The likely consequence of Government economic policy is that areas such as mine will suffer more than other parts of the country. Future Labour Governments will have to reverse that decline, but we will never be able to turn the clock back for those whose aspirations went unfulfilled, for those whose dreams were destroyed and for those whose lives were blighted as a result of this Government’s current economic policies. My constituents and this country deserve better, and I ask the Government to think again.
I am about to address infrastructure. We need High Speed 2 to link the north-west as quickly as possible, as we need our rail infrastructure to be linked through to the channel. Yes, I will give credit to the Labour Government for getting the west coast main line done. While I am at it, I shall give them credit for getting the BBC to move outside the M25 and up to the north-west, but that has not been enough, because of the massive disparity in value added per employee that is their legacy.
Like infrastructure, energy matters. I have not heard it mentioned in the debate yet, but energy is a very important component of growth. Broadly speaking, a unit of gross domestic product generated in an English region is more energy-intensive than a unit of GDP generated in London or the south-east, because we have more manufacturing and industry that uses energy. It is therefore very important to our prosperity in the regions for energy to remain competitive. A particular problem that we have inherited is the price of our electricity, which is 30% more expensive than in France.

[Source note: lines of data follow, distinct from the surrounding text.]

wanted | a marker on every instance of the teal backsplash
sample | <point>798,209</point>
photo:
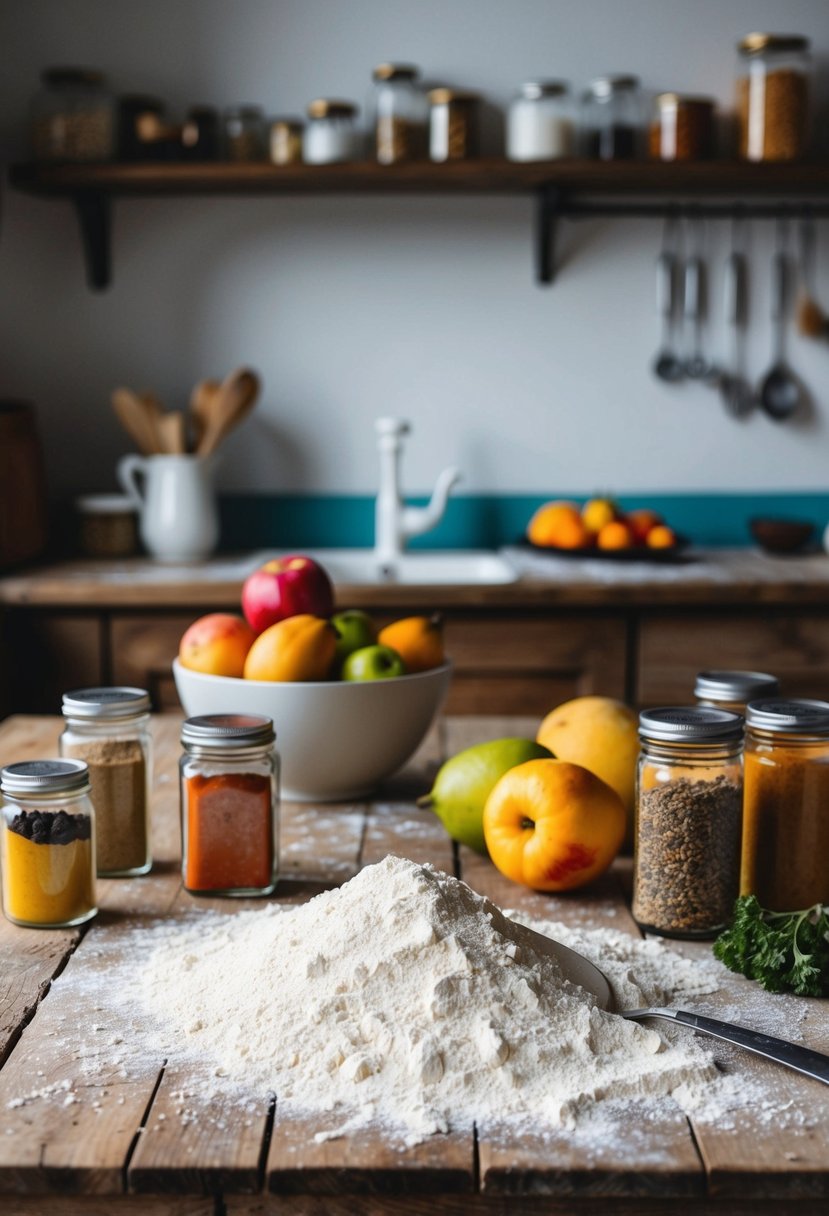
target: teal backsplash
<point>489,521</point>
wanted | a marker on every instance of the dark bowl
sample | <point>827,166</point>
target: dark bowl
<point>782,535</point>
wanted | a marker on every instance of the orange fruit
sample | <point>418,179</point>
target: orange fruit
<point>216,645</point>
<point>552,825</point>
<point>295,648</point>
<point>661,536</point>
<point>615,535</point>
<point>558,524</point>
<point>417,640</point>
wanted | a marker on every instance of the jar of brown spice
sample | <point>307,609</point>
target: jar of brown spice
<point>785,832</point>
<point>110,730</point>
<point>688,814</point>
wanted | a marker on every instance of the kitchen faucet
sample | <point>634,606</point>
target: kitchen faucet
<point>394,522</point>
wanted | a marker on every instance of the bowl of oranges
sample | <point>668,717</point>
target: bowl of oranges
<point>350,701</point>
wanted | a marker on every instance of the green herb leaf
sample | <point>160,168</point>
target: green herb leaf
<point>783,951</point>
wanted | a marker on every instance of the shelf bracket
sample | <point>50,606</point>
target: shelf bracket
<point>548,201</point>
<point>94,212</point>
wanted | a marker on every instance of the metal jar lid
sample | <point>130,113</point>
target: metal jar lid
<point>740,686</point>
<point>689,724</point>
<point>789,716</point>
<point>45,777</point>
<point>106,703</point>
<point>227,731</point>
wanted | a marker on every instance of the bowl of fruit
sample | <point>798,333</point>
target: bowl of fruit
<point>350,702</point>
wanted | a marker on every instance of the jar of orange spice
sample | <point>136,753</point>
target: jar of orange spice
<point>785,812</point>
<point>229,805</point>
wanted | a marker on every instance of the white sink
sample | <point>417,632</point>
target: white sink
<point>447,567</point>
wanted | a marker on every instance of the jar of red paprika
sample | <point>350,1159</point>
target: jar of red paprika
<point>229,777</point>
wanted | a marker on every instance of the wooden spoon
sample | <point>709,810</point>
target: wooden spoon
<point>232,403</point>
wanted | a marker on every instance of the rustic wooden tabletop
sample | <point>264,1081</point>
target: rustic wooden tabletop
<point>125,1152</point>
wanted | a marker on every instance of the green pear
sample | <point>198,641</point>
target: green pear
<point>464,782</point>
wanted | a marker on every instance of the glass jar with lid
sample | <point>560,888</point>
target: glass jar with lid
<point>773,96</point>
<point>540,123</point>
<point>331,133</point>
<point>785,829</point>
<point>73,117</point>
<point>48,844</point>
<point>688,816</point>
<point>733,690</point>
<point>613,118</point>
<point>229,777</point>
<point>400,113</point>
<point>110,730</point>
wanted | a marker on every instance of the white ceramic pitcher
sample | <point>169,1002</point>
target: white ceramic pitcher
<point>178,519</point>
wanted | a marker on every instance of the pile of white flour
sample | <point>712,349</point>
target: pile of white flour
<point>404,998</point>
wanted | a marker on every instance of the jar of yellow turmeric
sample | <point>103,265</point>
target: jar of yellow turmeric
<point>785,815</point>
<point>48,843</point>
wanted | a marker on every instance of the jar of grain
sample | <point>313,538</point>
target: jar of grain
<point>110,730</point>
<point>540,123</point>
<point>229,777</point>
<point>785,831</point>
<point>773,96</point>
<point>734,690</point>
<point>688,812</point>
<point>48,844</point>
<point>682,128</point>
<point>73,117</point>
<point>399,113</point>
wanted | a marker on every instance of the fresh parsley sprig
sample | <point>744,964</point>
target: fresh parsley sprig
<point>783,951</point>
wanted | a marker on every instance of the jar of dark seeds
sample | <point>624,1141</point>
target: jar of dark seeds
<point>688,820</point>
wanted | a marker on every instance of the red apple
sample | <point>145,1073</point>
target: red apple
<point>286,586</point>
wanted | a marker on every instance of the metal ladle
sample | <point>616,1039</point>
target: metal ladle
<point>587,975</point>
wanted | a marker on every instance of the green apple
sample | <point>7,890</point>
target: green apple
<point>373,663</point>
<point>464,782</point>
<point>355,630</point>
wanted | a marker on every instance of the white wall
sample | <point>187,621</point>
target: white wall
<point>350,308</point>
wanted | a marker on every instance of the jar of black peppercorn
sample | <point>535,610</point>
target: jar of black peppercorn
<point>688,820</point>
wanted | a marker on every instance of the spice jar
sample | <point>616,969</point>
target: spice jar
<point>454,124</point>
<point>540,122</point>
<point>48,844</point>
<point>229,805</point>
<point>331,134</point>
<point>772,96</point>
<point>243,129</point>
<point>399,113</point>
<point>110,730</point>
<point>688,811</point>
<point>682,128</point>
<point>73,117</point>
<point>785,828</point>
<point>733,690</point>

That is a tough issue to start with, but I am concerned that some of the initiatives we are taking will make the problem worse. We need to build more nuclear power more quickly.
The hon. Gentleman is making some terrific points, and I agree with many of his comments so far. He will know that the energy sector is responsible for approximately half of our manufacturing sector, and that we need to get quicker investment in UK manufacturing and industry on stream right now, facilitated by the Government and the private sector, including the global private sector, to meet our energy needs. Does he share my fear that the constant re-evaluation, reinterpretation and reformulation of planning policy is inhibiting that, and will cost the country financially?

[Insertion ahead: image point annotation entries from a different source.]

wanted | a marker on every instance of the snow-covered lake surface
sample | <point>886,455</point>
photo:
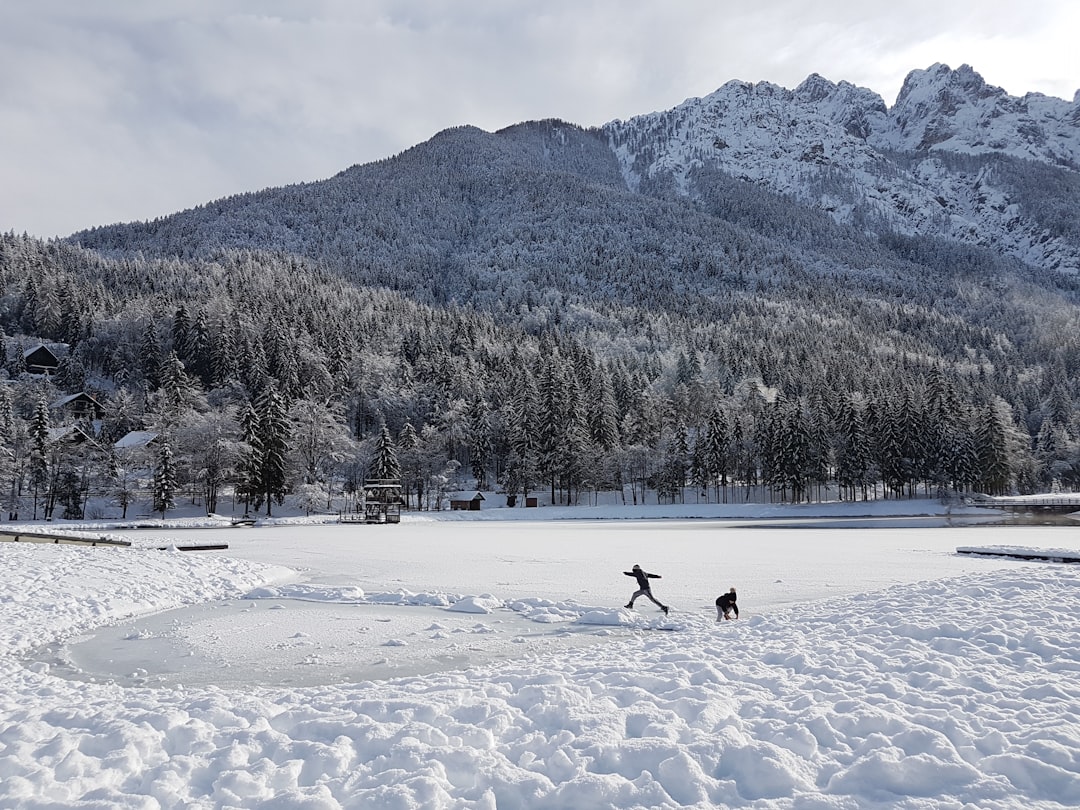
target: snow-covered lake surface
<point>475,662</point>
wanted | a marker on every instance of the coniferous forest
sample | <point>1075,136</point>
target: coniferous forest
<point>503,312</point>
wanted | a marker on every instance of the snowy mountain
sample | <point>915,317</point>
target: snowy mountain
<point>954,158</point>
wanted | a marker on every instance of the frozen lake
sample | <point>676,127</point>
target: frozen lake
<point>363,598</point>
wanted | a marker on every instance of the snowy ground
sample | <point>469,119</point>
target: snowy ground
<point>488,663</point>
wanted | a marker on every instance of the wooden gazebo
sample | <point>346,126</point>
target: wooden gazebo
<point>382,500</point>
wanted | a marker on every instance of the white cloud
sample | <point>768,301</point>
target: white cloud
<point>117,110</point>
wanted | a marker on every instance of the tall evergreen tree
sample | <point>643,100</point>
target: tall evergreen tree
<point>273,443</point>
<point>385,464</point>
<point>164,480</point>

There is a risk of that, but the nuclear power industry needs to press ahead quickly, which it did not do under the previous Government. I think that the steps being taken by this Government will help in that regard.
Energy is important. The magnificent technical achievement that is the wind farm in Thanet has just come on line, but it will require a subsidy of £1 billion over its life. That subsidy will be paid by industry and in jobs, so we have to be very circumspect about how we do that.
My third point about building the economy in the regions and what we need to do differently concerns skills. The industries that we need to generate the jobs that will make the household names of the next 30 years will be in fields such as advanced manufacturing and biomedical engineering. We need more applied scientists, more engineering graduates and, yes, more apprentices.
One damning statistic relating to the last few decades—not only under the last Government—is the fact that we produced more engineering graduates 30 years ago, when there were only a quarter of the number of people graduating, than we do now. That is not sustainable. We have not yet been punished economically for that, because of the success of the City and, to a large extent, because of the success of North sea oil in bailing out our economy. We will not get away with that again in the next decade or so.
On the regional development agencies, it is true that they did some good things. If we give someone £4 billion a year to spend, some of it will be spent well, but it was not cost-effective. We need to make certain that what replaces the RDAs works well.
Finally, if the coalition Government, too, leave a legacy of such disparity behind them, they should hang their heads in shame—in a way that I hope the Opposition Front-Bench team will think of doing now.